Ex-president sued for Katrina damage
Attorneys for former Jefferson Parish President Aaron Broussard are asking a district court judge to drop the remaining charge of willful misconduct against him in a civil lawsuit over his order to evacuate pump operators as Hurricane Katrina approached.
The motion for summary judgment was filed Tuesday by attorneys for Broussard. Judge John Peytavin, a retired judge brought in to preside over the case at the 24th Judicial District Court, set a hearing date for Sept. 19.
Jefferson Parish is also named in the class-action lawsuit, which was filed by a group led by Chicago Property Interests LLC, seeking damages for the destruction caused by the flooding.
Broussard, who is serving a 46-month federal sentence for political corruption, was found by a Louisiana 5th Circuit appellate court in 2008 to be immune to allegations of ordinary negligence in making the evacuation order, but not potential willful misconduct.
The evacuation of parish personnel on the afternoon of Aug. 28 was part of the so-called “Doomsday Plan” that kicked in with the confirmed forecast of a Category 4 storm or greater, the motion said.
As a standard part of the Emergency Operations Plan, it cannot legally be considered willful misconduct, Broussard’s attorneys said.
The motion cited two previous Katrina-related cases in support of dropping Broussard as a defendant.

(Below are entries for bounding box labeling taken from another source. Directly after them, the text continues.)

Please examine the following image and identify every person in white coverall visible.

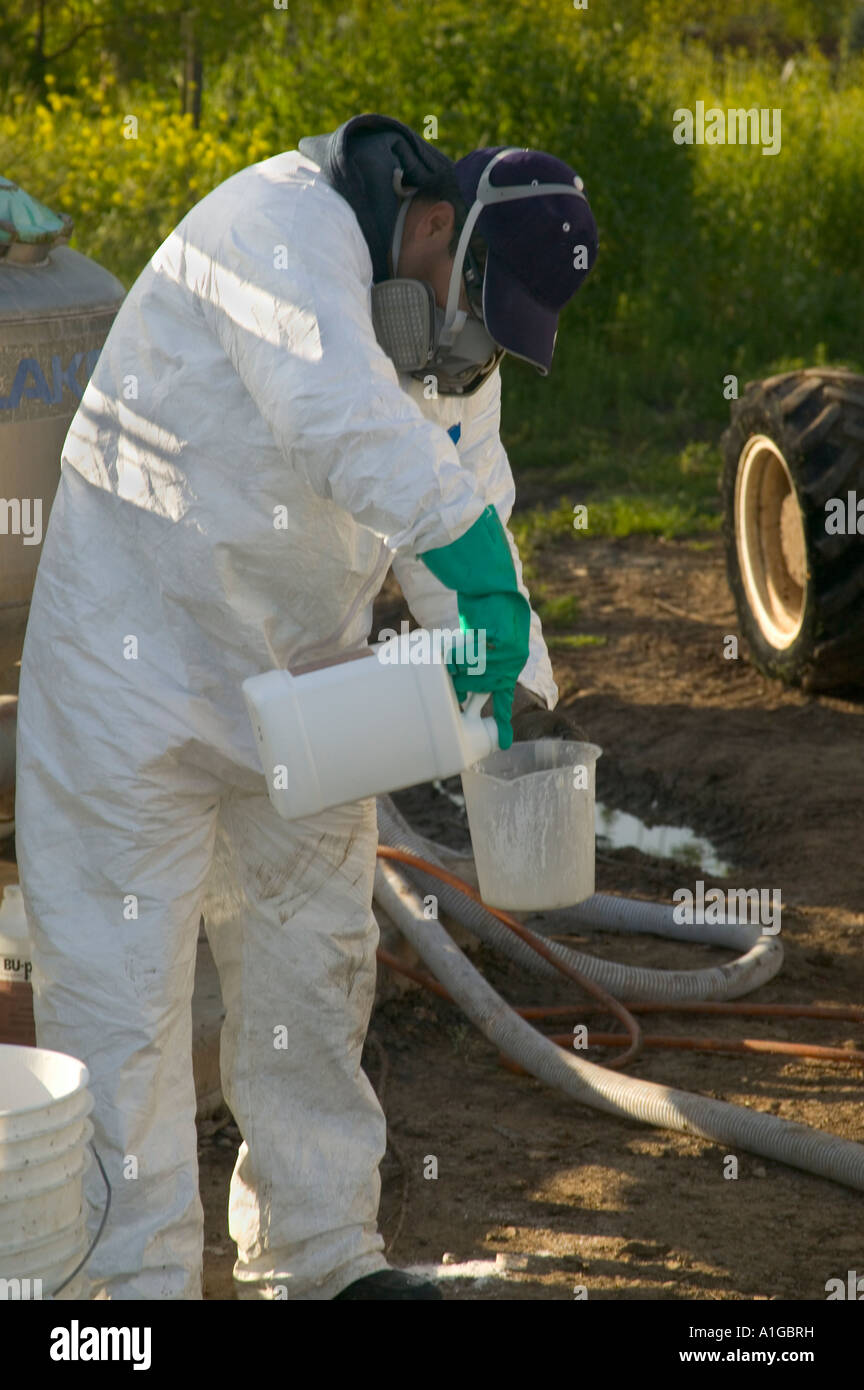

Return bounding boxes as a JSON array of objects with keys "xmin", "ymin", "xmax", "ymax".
[{"xmin": 15, "ymin": 115, "xmax": 596, "ymax": 1300}]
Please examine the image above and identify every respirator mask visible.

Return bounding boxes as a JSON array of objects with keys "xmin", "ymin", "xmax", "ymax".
[{"xmin": 372, "ymin": 170, "xmax": 504, "ymax": 396}]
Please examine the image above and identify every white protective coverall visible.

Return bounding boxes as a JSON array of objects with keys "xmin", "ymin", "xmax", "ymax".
[{"xmin": 15, "ymin": 152, "xmax": 557, "ymax": 1300}]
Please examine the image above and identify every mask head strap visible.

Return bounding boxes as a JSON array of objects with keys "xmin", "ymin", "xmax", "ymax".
[{"xmin": 390, "ymin": 165, "xmax": 419, "ymax": 275}]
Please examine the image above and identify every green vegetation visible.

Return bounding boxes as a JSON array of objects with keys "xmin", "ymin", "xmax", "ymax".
[{"xmin": 0, "ymin": 0, "xmax": 864, "ymax": 542}]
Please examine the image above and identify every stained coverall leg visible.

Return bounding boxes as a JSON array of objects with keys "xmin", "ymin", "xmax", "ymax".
[
  {"xmin": 17, "ymin": 745, "xmax": 217, "ymax": 1301},
  {"xmin": 204, "ymin": 790, "xmax": 388, "ymax": 1300}
]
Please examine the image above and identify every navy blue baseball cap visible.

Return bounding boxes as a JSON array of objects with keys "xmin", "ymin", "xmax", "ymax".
[{"xmin": 454, "ymin": 145, "xmax": 597, "ymax": 375}]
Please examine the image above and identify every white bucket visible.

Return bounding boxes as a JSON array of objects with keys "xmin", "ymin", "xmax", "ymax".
[
  {"xmin": 0, "ymin": 1148, "xmax": 90, "ymax": 1258},
  {"xmin": 463, "ymin": 738, "xmax": 601, "ymax": 912},
  {"xmin": 0, "ymin": 1044, "xmax": 93, "ymax": 1139},
  {"xmin": 0, "ymin": 1119, "xmax": 93, "ymax": 1207},
  {"xmin": 243, "ymin": 642, "xmax": 497, "ymax": 820},
  {"xmin": 0, "ymin": 1045, "xmax": 93, "ymax": 1269},
  {"xmin": 0, "ymin": 1213, "xmax": 88, "ymax": 1297}
]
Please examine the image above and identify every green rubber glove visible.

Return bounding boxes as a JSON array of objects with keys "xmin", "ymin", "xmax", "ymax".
[{"xmin": 417, "ymin": 507, "xmax": 531, "ymax": 748}]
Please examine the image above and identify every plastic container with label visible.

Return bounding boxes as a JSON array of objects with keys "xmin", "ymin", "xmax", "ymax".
[{"xmin": 243, "ymin": 632, "xmax": 497, "ymax": 820}]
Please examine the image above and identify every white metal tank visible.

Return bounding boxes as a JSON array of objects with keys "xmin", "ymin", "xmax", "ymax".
[{"xmin": 0, "ymin": 178, "xmax": 125, "ymax": 671}]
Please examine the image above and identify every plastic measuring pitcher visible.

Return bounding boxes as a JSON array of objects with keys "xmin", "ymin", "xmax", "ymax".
[
  {"xmin": 463, "ymin": 738, "xmax": 603, "ymax": 912},
  {"xmin": 242, "ymin": 634, "xmax": 497, "ymax": 820}
]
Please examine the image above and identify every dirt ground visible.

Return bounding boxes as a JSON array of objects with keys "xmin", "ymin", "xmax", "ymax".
[{"xmin": 201, "ymin": 537, "xmax": 864, "ymax": 1300}]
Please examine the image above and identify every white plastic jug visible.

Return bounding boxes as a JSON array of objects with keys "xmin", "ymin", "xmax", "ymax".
[
  {"xmin": 243, "ymin": 634, "xmax": 497, "ymax": 820},
  {"xmin": 463, "ymin": 738, "xmax": 601, "ymax": 912}
]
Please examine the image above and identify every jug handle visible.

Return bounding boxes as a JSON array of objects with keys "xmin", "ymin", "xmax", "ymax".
[{"xmin": 463, "ymin": 691, "xmax": 490, "ymax": 719}]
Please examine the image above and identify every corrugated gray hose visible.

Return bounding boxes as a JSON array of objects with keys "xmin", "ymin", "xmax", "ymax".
[
  {"xmin": 375, "ymin": 798, "xmax": 864, "ymax": 1191},
  {"xmin": 378, "ymin": 796, "xmax": 783, "ymax": 1004}
]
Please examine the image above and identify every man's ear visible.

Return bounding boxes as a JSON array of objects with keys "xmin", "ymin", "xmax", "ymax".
[{"xmin": 415, "ymin": 199, "xmax": 456, "ymax": 246}]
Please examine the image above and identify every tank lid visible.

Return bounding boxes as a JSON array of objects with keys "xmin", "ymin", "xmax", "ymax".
[{"xmin": 0, "ymin": 175, "xmax": 72, "ymax": 265}]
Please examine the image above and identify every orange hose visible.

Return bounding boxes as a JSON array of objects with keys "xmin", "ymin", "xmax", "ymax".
[
  {"xmin": 378, "ymin": 845, "xmax": 642, "ymax": 1069},
  {"xmin": 378, "ymin": 845, "xmax": 864, "ymax": 1076}
]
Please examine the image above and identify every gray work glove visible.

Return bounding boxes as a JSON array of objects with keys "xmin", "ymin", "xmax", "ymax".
[{"xmin": 491, "ymin": 685, "xmax": 590, "ymax": 744}]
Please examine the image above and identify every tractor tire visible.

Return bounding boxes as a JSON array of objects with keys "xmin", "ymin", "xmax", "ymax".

One potentially helpful decision was a summary judgment from the Louisiana 4th Circuit Court of Appeal in favor of St. Bernard Parish in a suit alleging willful misconduct, while the 4th Circuit also found that the state of Louisiana and the city of New Orleans had total immunity in the death of a woman at the Ernest N. Morial Convention Center.
The motion also pointed out that a 2008 change in state law allows essential and critical workforce to be evacuated.
“If an order to evacuate the pump operators in 2008 or today would be immune under the emergency statute,” the motion asked, “how can it be willful misconduct in 2005?”